DTE follows, always intense, and smoke rises from the back of the stage during the "hallelujah" part as a new twist. Ed says something about doing a song by The Who and my heart skips as I'm thinking "Baba" but then he mentions the High Numbers and I realize it's Leaving Here. I had forgotten how well they do this song, Ed's voice sounding particularly silky, and Stone, Ed and then Mike each hitting their brief solos. Ed's guitar frapped out on him at the start of the song and was replaced (not as quickly as he would have liked I think) after he finally set it down on the stage. He advises the crowd to "behave like rock stars, not like the president" and they walk off, waving. The crowd, not having this be the end, become quite loud and the band returns only a minute later to finish up with Yellow Ledbetter, another big group singalong. Mike is playing his incredibly well-worn SRV guitar, with Jeff watching from behind his amp while Stone polishes off his Heineken. At the finish, Matt stands up and throws his drum sticks out and I realize they are headed toward me. They are spinning end over end together and it feels like slow motion ... I'm not believing how far they are traveling and that they are staying together. They hit my show pal, David, and everyone dives on him in a frenzy. His glasses are knocked off and he's cut and bleeding on his face and holding his ribs. He asks me what happened, apparently never seeing the sticks coming toward him. We secure his backpack and get security to fetch medical help — he seems more shaken than anything and says he's OK.

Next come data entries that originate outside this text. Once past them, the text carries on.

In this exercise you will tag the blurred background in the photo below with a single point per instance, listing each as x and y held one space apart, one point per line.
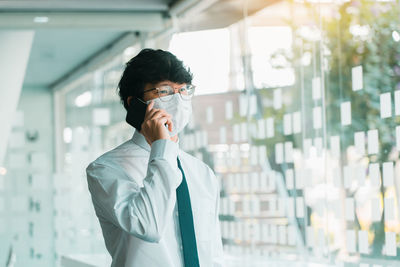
296 110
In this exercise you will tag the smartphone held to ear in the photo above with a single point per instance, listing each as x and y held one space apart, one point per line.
135 113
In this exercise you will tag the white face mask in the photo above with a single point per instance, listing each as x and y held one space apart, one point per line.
179 109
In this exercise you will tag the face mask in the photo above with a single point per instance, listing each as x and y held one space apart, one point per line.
179 109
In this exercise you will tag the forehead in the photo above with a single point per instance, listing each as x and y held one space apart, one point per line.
166 82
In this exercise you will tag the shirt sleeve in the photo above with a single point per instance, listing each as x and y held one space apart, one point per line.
140 211
217 252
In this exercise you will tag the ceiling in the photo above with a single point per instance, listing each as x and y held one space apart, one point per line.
71 32
76 30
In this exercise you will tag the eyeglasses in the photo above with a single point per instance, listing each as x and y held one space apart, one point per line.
166 92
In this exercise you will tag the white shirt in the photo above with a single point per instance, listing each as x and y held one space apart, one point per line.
133 190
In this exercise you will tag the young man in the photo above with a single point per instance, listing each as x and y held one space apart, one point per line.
157 205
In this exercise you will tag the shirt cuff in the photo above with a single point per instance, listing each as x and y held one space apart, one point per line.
165 149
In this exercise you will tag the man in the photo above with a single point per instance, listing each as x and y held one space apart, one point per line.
157 205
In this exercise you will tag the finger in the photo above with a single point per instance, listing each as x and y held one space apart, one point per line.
165 119
158 114
150 106
150 113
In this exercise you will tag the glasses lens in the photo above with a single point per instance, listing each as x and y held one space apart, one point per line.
165 93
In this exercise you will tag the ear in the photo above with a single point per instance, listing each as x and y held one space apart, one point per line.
129 100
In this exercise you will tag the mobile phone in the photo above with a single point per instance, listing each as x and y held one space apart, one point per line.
135 113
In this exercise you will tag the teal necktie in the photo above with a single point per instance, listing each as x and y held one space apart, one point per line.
190 255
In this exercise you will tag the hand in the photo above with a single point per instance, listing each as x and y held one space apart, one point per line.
153 126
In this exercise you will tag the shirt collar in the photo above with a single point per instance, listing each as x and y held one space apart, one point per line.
140 140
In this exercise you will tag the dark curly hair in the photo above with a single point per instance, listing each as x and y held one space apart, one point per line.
151 66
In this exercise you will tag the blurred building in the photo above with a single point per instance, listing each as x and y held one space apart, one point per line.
296 110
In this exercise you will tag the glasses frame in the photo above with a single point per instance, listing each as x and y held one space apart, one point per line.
158 91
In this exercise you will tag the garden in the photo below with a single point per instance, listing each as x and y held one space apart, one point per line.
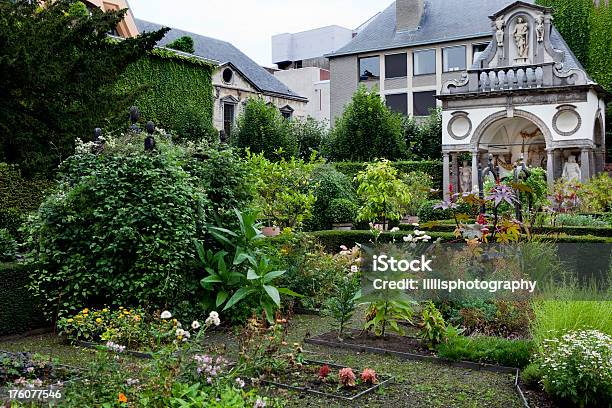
153 265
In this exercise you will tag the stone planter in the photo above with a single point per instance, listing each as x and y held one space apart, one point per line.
342 226
270 231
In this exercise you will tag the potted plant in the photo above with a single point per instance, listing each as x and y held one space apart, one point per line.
342 212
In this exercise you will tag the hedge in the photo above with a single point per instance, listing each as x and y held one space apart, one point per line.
19 196
433 168
332 240
178 92
544 230
19 310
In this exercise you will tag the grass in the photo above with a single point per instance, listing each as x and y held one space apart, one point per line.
415 384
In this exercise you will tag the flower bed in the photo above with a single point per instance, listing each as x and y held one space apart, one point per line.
22 370
329 380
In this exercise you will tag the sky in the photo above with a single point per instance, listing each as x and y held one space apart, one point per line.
250 24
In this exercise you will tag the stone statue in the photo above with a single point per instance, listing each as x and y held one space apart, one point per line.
571 170
465 178
499 34
521 38
540 27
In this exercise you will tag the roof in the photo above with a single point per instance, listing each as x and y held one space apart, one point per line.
223 52
442 21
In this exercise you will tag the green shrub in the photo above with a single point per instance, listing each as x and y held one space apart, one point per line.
366 123
19 196
382 193
119 230
20 311
578 367
309 134
8 246
490 350
328 185
262 129
432 168
531 375
342 210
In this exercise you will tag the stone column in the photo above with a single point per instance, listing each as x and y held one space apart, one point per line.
445 175
455 168
475 160
550 166
585 164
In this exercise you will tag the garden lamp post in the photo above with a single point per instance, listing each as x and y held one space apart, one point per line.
150 140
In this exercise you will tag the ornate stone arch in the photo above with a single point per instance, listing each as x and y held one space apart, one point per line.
489 120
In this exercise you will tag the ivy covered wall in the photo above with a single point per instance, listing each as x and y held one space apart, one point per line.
178 93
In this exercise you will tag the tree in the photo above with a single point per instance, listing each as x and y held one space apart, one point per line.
185 44
366 130
262 129
58 68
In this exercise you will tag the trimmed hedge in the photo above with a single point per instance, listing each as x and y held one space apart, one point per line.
605 232
332 240
19 196
433 168
20 311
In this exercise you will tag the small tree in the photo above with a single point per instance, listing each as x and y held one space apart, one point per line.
367 130
383 194
184 43
262 129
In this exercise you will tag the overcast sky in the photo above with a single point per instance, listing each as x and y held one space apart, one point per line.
249 24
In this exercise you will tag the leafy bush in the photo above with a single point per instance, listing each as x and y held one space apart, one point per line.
368 123
329 185
595 194
342 210
262 129
8 246
19 196
579 220
119 230
383 194
420 185
284 193
491 350
578 368
309 134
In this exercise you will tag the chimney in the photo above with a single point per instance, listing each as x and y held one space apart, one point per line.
408 14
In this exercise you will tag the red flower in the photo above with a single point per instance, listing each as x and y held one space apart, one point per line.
324 371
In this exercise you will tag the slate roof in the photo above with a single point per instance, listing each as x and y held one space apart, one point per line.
442 21
224 52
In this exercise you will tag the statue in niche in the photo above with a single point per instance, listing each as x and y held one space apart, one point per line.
465 178
540 27
521 38
499 34
571 170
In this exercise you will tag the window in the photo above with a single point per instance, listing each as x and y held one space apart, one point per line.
424 102
425 62
478 49
453 58
287 112
396 65
228 118
227 75
369 68
398 103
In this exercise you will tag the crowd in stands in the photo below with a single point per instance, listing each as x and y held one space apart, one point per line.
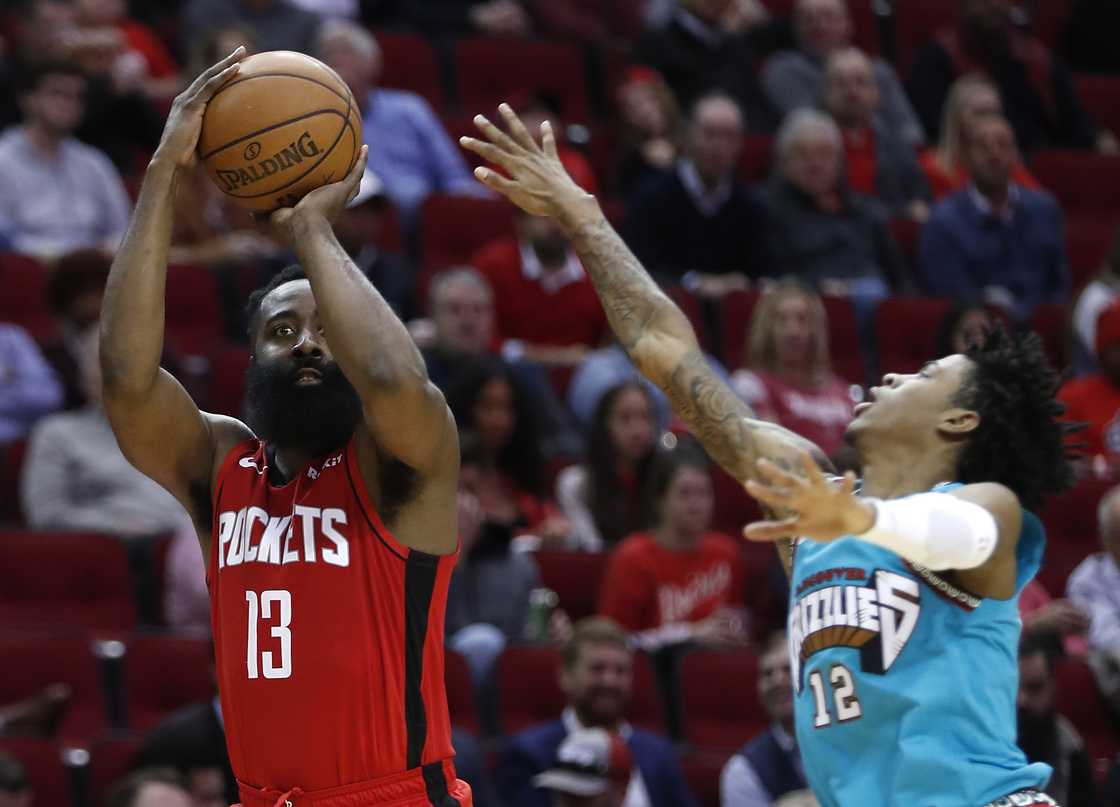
829 188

Ranking shows is something I cannot do. Each is special to me for different reasons. This was certainly one of the finest I've experienced — a great, balanced setlist, a happy, tight band (the particularly smiley Eddie), very few technical blips and a super, fantastic crowd that clearly affected Pearl Jam's performance. I feel sad that this is my final show this year, but I'm so very pleased with the three North American shows I was treated to and I wish everyone could be "as fortunate as me."

[And I'd like to give a shout out to all of the great people at the show ... some old friends and some new ones that we enjoyed chatting with in the parking lot after the show. Special thanks to David and John. Without their help, we wouldn't have had such great seats and we are most grateful for your thoughtfulness. My thoughts are with those continuing on the tour ... be safe and have a great time!]